A couple months ago, after a particularly annoying, needy episode of The Bachelor (my guilty pleasure), I posted on Facebook stating how much I hate when girls claim that their wedding day is the “biggest” or “most important” day of their life. As if their whole existence has built up to that day – the day they join their life with another life. My statement seemed to rub some people the wrong way.

To clarify, I know the wedding day is an important, happy day, full of celebrating love. I wouldn’t opt to be married at city hall over having a wedding, I am not an evil, jaded person who does not believe in love – I just believe in other things more.

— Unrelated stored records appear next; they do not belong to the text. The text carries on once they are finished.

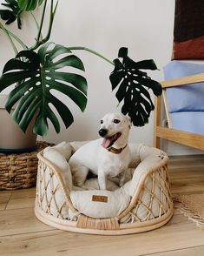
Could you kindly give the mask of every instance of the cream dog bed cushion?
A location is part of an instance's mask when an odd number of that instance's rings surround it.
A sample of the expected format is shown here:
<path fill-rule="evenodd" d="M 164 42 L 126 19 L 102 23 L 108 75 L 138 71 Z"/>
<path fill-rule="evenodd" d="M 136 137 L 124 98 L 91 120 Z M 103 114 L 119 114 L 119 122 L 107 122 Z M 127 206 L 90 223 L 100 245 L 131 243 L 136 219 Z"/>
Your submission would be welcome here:
<path fill-rule="evenodd" d="M 69 192 L 69 197 L 73 205 L 80 213 L 92 218 L 112 218 L 118 216 L 129 205 L 135 188 L 140 185 L 141 177 L 143 172 L 148 172 L 151 166 L 155 166 L 159 163 L 164 152 L 158 149 L 143 145 L 142 144 L 130 144 L 129 147 L 132 159 L 129 169 L 126 172 L 125 185 L 119 187 L 117 185 L 117 179 L 114 179 L 113 180 L 108 180 L 109 190 L 101 191 L 98 188 L 97 179 L 88 179 L 82 188 L 74 186 L 72 184 L 71 170 L 68 161 L 71 154 L 85 143 L 86 142 L 62 142 L 53 147 L 47 147 L 43 151 L 43 157 L 60 168 L 62 176 Z M 46 175 L 49 175 L 49 172 L 45 172 L 45 180 Z M 155 174 L 155 179 L 159 180 L 160 177 L 156 177 L 156 175 L 159 174 Z M 49 177 L 47 177 L 47 179 L 49 180 Z M 152 204 L 153 215 L 155 217 L 161 215 L 161 209 L 155 199 L 152 200 L 151 193 L 149 192 L 153 185 L 152 179 L 149 179 L 149 183 L 148 180 L 146 182 L 147 192 L 144 192 L 142 196 L 142 202 L 144 202 L 144 204 L 140 206 L 140 211 L 137 212 L 137 216 L 141 220 L 145 220 L 144 219 L 147 216 L 146 205 L 150 204 Z M 56 203 L 58 205 L 60 205 L 61 203 L 63 204 L 63 201 L 62 192 L 60 190 L 57 192 L 56 186 L 57 181 L 55 181 L 55 179 L 52 185 L 49 183 L 47 185 L 47 191 L 50 191 L 50 198 L 48 198 L 47 200 L 50 201 L 50 213 L 55 217 L 57 216 L 55 207 L 56 201 L 57 201 Z M 55 200 L 51 199 L 51 192 L 53 189 L 56 190 Z M 165 201 L 166 199 L 161 199 L 162 193 L 161 193 L 159 187 L 155 190 L 154 192 L 155 198 L 160 199 L 165 208 L 167 205 Z M 48 192 L 48 194 L 49 195 L 49 192 Z M 93 199 L 95 198 L 96 201 Z M 101 200 L 104 200 L 104 199 L 106 199 L 105 201 Z M 45 207 L 46 204 L 44 204 L 43 206 L 43 209 L 44 211 L 46 211 Z M 163 210 L 166 211 L 166 209 Z M 74 213 L 68 209 L 68 207 L 63 208 L 62 214 L 64 219 L 70 220 L 75 219 Z"/>

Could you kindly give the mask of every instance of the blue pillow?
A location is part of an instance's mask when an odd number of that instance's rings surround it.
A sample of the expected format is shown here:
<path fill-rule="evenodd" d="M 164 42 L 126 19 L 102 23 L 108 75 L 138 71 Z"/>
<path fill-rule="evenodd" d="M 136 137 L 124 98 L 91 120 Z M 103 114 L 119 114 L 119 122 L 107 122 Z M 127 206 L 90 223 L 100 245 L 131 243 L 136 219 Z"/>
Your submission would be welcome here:
<path fill-rule="evenodd" d="M 165 80 L 204 73 L 204 64 L 171 61 L 164 68 Z M 167 89 L 169 112 L 203 111 L 204 83 Z"/>

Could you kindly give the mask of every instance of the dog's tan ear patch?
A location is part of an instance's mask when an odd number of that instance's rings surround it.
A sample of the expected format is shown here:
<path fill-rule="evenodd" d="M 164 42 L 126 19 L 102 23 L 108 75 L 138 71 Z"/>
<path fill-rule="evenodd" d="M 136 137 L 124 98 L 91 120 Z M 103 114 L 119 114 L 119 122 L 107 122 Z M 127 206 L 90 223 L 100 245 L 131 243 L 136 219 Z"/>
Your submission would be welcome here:
<path fill-rule="evenodd" d="M 127 118 L 127 120 L 128 120 L 128 122 L 129 123 L 129 129 L 131 128 L 131 125 L 132 125 L 132 120 L 131 120 L 131 118 L 130 118 L 130 117 L 129 116 L 126 116 L 126 118 Z"/>

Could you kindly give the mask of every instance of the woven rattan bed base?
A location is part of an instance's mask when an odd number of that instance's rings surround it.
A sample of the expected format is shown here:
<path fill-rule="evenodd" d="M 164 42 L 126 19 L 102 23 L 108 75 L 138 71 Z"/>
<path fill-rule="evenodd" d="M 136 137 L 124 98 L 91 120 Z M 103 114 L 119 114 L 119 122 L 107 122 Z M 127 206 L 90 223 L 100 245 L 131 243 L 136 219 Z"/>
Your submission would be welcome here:
<path fill-rule="evenodd" d="M 37 149 L 29 153 L 0 153 L 0 190 L 15 190 L 36 185 L 37 173 L 36 154 L 48 145 L 37 142 Z"/>

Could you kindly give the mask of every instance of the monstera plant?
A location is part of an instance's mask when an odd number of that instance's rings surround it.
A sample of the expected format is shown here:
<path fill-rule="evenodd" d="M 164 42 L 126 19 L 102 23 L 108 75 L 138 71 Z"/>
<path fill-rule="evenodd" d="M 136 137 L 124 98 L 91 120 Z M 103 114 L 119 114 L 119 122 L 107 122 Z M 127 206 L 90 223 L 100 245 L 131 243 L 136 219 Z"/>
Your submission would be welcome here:
<path fill-rule="evenodd" d="M 57 111 L 66 127 L 74 121 L 69 107 L 56 95 L 60 91 L 71 98 L 83 111 L 87 104 L 87 80 L 76 72 L 69 71 L 69 68 L 84 71 L 82 60 L 73 51 L 86 51 L 103 58 L 114 66 L 109 76 L 112 90 L 116 90 L 115 97 L 123 104 L 122 112 L 128 114 L 134 125 L 142 126 L 148 123 L 154 104 L 148 90 L 155 95 L 161 94 L 161 84 L 152 80 L 145 70 L 156 70 L 153 60 L 133 61 L 128 56 L 128 49 L 119 50 L 118 58 L 113 62 L 96 51 L 85 47 L 69 47 L 48 42 L 51 33 L 58 2 L 50 1 L 49 24 L 47 35 L 43 37 L 42 28 L 44 22 L 47 0 L 6 0 L 3 5 L 9 10 L 1 10 L 0 16 L 6 24 L 17 20 L 21 28 L 21 16 L 24 11 L 30 11 L 38 32 L 35 44 L 29 47 L 0 23 L 0 30 L 10 39 L 16 57 L 9 60 L 0 77 L 0 91 L 15 84 L 10 91 L 5 108 L 11 112 L 12 106 L 16 104 L 12 117 L 21 129 L 25 131 L 31 119 L 35 118 L 33 131 L 36 134 L 46 135 L 49 130 L 48 120 L 53 124 L 56 132 L 60 132 L 60 123 L 51 106 Z M 37 6 L 43 5 L 42 18 L 38 24 L 32 12 Z M 18 51 L 15 42 L 20 44 L 23 51 Z M 66 69 L 65 69 L 66 68 Z M 73 69 L 72 69 L 73 70 Z"/>

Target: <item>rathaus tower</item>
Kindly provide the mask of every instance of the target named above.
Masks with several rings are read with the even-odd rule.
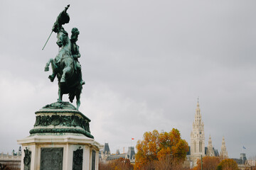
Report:
[[[191,159],[193,165],[196,164],[196,160],[200,159],[201,155],[205,154],[205,133],[204,125],[202,120],[202,115],[199,108],[199,102],[198,101],[195,120],[193,123],[192,132],[191,134]]]

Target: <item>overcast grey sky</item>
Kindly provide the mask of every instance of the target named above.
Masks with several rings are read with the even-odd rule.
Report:
[[[197,98],[209,135],[230,157],[256,155],[254,0],[0,1],[0,152],[18,149],[34,113],[56,101],[44,72],[58,47],[50,33],[68,4],[77,27],[84,86],[80,110],[110,150],[154,129],[190,144]],[[64,97],[68,101],[68,97]]]

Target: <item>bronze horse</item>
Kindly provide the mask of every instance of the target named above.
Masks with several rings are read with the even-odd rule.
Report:
[[[53,81],[57,76],[58,81],[58,101],[63,102],[63,95],[68,94],[69,100],[73,103],[75,96],[78,110],[82,86],[80,84],[80,78],[74,68],[74,59],[70,52],[70,40],[68,33],[64,30],[58,32],[57,38],[57,44],[60,50],[54,59],[50,59],[46,63],[45,72],[49,71],[49,65],[51,64],[53,74],[50,75],[48,78]]]

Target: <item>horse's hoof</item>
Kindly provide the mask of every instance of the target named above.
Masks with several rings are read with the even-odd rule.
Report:
[[[48,76],[48,79],[50,80],[51,82],[53,82],[54,79],[55,79],[55,76],[50,75],[50,76]]]

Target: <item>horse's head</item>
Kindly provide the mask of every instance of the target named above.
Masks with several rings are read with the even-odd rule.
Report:
[[[65,46],[67,44],[68,44],[68,40],[69,40],[68,34],[65,30],[60,31],[58,33],[57,38],[58,40],[56,43],[59,46],[59,47],[62,47],[63,46]]]

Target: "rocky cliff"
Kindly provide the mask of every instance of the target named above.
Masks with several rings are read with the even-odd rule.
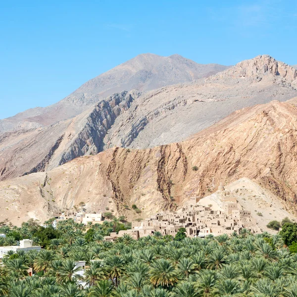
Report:
[[[113,148],[1,182],[1,219],[42,220],[53,209],[81,203],[90,210],[108,207],[129,219],[145,217],[244,177],[278,198],[283,208],[296,211],[297,105],[297,99],[274,100],[234,112],[182,143]],[[30,203],[36,204],[34,210]]]
[[[238,109],[297,96],[297,70],[258,56],[205,79],[145,94],[117,119],[104,142],[146,148],[179,142]]]
[[[140,54],[87,82],[55,104],[0,120],[0,133],[44,127],[72,118],[114,93],[134,89],[146,92],[191,82],[227,68],[217,64],[198,64],[178,54]]]
[[[116,117],[139,95],[135,91],[114,94],[73,119],[0,135],[0,180],[44,171],[77,157],[97,153]]]
[[[155,67],[153,58],[146,55],[134,60],[132,69],[138,73],[145,65]],[[168,61],[175,69],[186,65],[186,72],[194,67],[194,62],[178,61],[181,59],[175,56]],[[157,64],[163,69],[163,58]],[[164,69],[158,73],[169,71]],[[239,108],[297,96],[296,73],[269,56],[259,56],[191,84],[143,94],[124,91],[100,99],[74,118],[0,134],[0,180],[50,170],[115,146],[145,148],[182,141]],[[98,83],[91,85],[99,88]],[[77,101],[73,98],[73,102],[76,106]]]

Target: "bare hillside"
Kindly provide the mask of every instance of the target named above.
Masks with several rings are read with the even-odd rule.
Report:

And believe it or not, I do have some logic behind my seemingly untraditional view of weddings. Hear me out:

  • There are so many unrealistic expectations. Such a staggering amount of money and preparation go into a wedding, which makes it almost impossible to meet every expectation when the day arrives. We (generalizing type-A women here) like things to be correct down to the last detail, and because of that, often set ourselves up for disappointment. Imagine the amount of disappointment we would be facing if we were to label our wedding The Biggest Day of My Life and then the chicken was undercooked. Or it rained. Or the flower girl decided she was suddenly too shy to walk down the aisle. No thank you. No expectations = no disappointments.
  • The biggest day of your life cannot be planned in advance. Grey’s Anatomy said it best: “You never know the biggest day of your life is going to be the biggest. The days you think are going to be big ones, they are never as big as you make them out to be in your head. It’s the regular days, the ones that start out normal. Those are the days that end up being the biggest.” The biggest days are big in retrospect, not when they are planned months or even years in advance.
  • The day you decide to marry your significant other is more monumental than the wedding itself – think about it. Sure, the wedding day is what joins two people together legally, but the day you say “yes” to spending forever with someone – that is the day that really alters the course of your life, not the day you say “I do.”
  • Something is bound to go wrong with the combination of two families on each side, a likely ex in attendance, and alcohol. It’s just going to happen. No avoiding it.

That being said, I do see the value and importance of a wedding. It isn’t something to be pushed to the side, planned at the last minute, or disregarded, but it shouldn’t be the be all, end all either. As with every aspect of life, balance is key – even when it comes to love.